Thursday, September 3, 2009

Review: "Chord: A Scalable Peer-to-peer Lookup Service for Internet Applications"

In a peer-to-peer system, it is trivial to find the location of the source computer or node that carries/stores a particular data item. Discussed in the paper [1], is a distributed lookup protocol called Chord, which was described to provide and support a single operation. This operation involves the mapping of a key onto a node when given a key. As mentioned by the authors of the paper, the Chord protocol uses consistent-hashing technique (i.e., SHA-1) in assigning keys to Chord nodes, which in effect balances the load of the nodes since all of them receive the same number of keys.

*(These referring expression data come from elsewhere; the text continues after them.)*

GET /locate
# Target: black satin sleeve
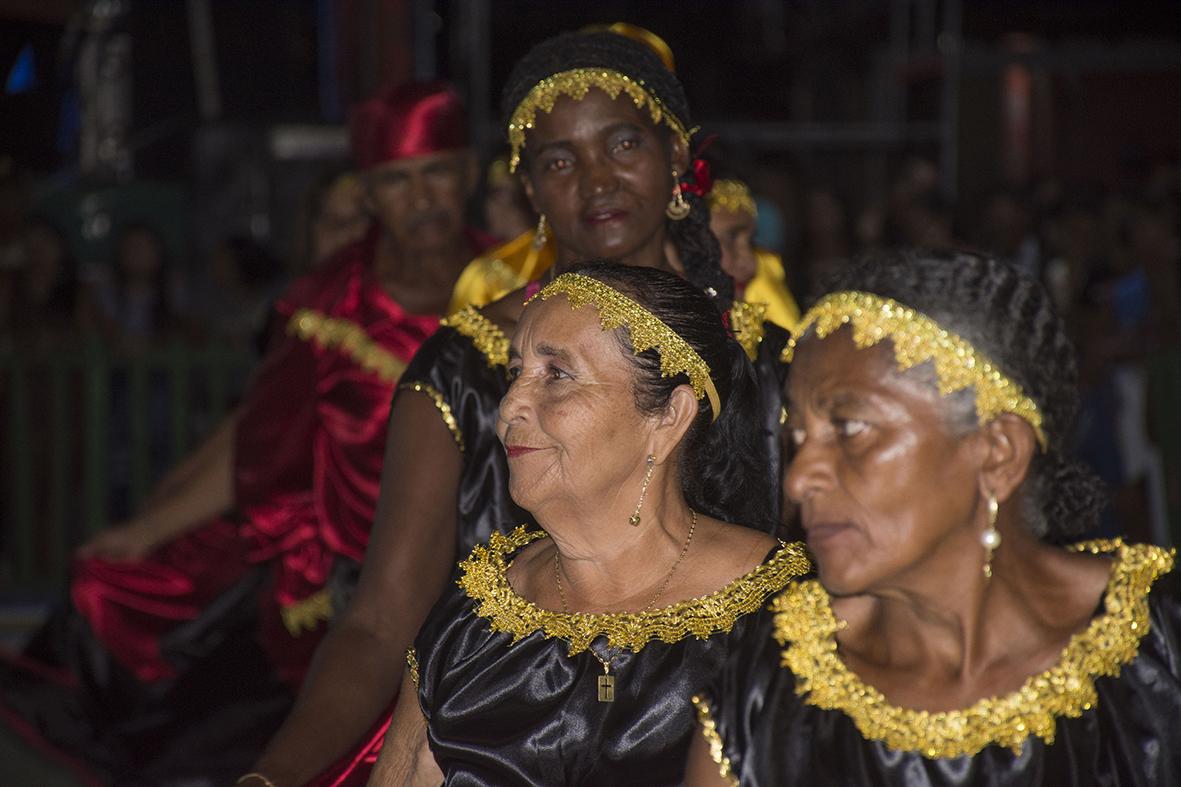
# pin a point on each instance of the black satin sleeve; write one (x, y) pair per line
(1131, 736)
(450, 364)
(526, 713)
(772, 375)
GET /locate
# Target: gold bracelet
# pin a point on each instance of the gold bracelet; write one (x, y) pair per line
(255, 774)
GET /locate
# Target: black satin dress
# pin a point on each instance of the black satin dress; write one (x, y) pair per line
(507, 702)
(463, 369)
(765, 733)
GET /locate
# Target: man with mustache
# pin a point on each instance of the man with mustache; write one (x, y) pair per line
(216, 593)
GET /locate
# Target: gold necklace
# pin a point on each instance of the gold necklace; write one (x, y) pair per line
(607, 681)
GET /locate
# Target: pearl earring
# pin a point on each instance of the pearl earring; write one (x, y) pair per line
(990, 538)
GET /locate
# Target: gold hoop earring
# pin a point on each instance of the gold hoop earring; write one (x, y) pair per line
(991, 537)
(634, 519)
(678, 207)
(539, 236)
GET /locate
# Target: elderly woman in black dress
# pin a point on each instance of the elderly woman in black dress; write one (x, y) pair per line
(953, 635)
(568, 656)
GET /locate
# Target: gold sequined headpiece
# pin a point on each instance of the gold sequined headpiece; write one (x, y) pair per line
(918, 338)
(574, 84)
(732, 196)
(645, 329)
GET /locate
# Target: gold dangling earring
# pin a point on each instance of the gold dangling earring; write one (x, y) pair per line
(634, 519)
(539, 236)
(990, 538)
(678, 208)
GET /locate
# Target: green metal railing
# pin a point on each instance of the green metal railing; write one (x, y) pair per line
(62, 410)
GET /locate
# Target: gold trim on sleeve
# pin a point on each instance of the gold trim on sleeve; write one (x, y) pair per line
(307, 613)
(804, 623)
(347, 337)
(746, 324)
(484, 335)
(412, 665)
(574, 84)
(482, 578)
(710, 733)
(441, 405)
(918, 338)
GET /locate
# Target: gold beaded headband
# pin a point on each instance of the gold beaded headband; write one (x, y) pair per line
(645, 329)
(732, 196)
(575, 84)
(918, 338)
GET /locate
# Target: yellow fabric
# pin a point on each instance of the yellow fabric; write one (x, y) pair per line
(495, 274)
(770, 288)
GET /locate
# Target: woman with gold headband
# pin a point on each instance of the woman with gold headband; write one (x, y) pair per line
(953, 633)
(568, 656)
(599, 127)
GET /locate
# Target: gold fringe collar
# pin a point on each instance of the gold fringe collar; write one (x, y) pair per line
(806, 624)
(732, 196)
(918, 338)
(713, 739)
(347, 337)
(574, 84)
(482, 578)
(484, 335)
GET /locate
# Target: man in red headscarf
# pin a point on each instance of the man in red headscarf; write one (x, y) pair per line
(242, 537)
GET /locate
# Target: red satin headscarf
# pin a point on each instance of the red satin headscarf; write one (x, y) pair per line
(411, 119)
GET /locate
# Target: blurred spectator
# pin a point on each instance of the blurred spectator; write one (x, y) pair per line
(758, 273)
(44, 290)
(827, 236)
(507, 209)
(246, 280)
(1006, 231)
(131, 309)
(333, 215)
(924, 220)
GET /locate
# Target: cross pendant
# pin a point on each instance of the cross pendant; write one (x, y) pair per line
(606, 688)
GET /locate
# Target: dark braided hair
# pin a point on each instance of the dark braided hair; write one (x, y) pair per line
(1010, 318)
(722, 462)
(700, 257)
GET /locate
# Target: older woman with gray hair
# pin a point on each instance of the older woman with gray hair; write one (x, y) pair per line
(567, 656)
(952, 635)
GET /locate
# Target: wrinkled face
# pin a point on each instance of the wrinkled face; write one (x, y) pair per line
(421, 201)
(601, 173)
(882, 482)
(341, 219)
(736, 235)
(568, 421)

Based on their conducted experiments and simulations, Chord was said to be adaptable to system changes. They also confirmed that Chord scales well with the number of nodes; recovers from large numbers of simultaneous node joins and failures; and returns most looups correctly.

Also, based on the discussed features of the Chord protocol, it appears that Chord does not only have a very well-thought system design but is also a very attractive protocol that can be implemented in a large-scale distributed peer-to-peer systems or applications.

Further, Chord seems to be suited in other applications such as in the field of mobile adhoc networks. In this regard, future researchers may extend Chord's functionalities in the implementation of MANET's.

Reference:
[1] Ion Stoica, Robert Morris, David Karger. M. Frans Kaashoek, and Hari Balakrishnan. Chord: A Scalable Peer-to-Peer Lookup Service for Internet Applications. AACM SIGCOMM '01. August 2001.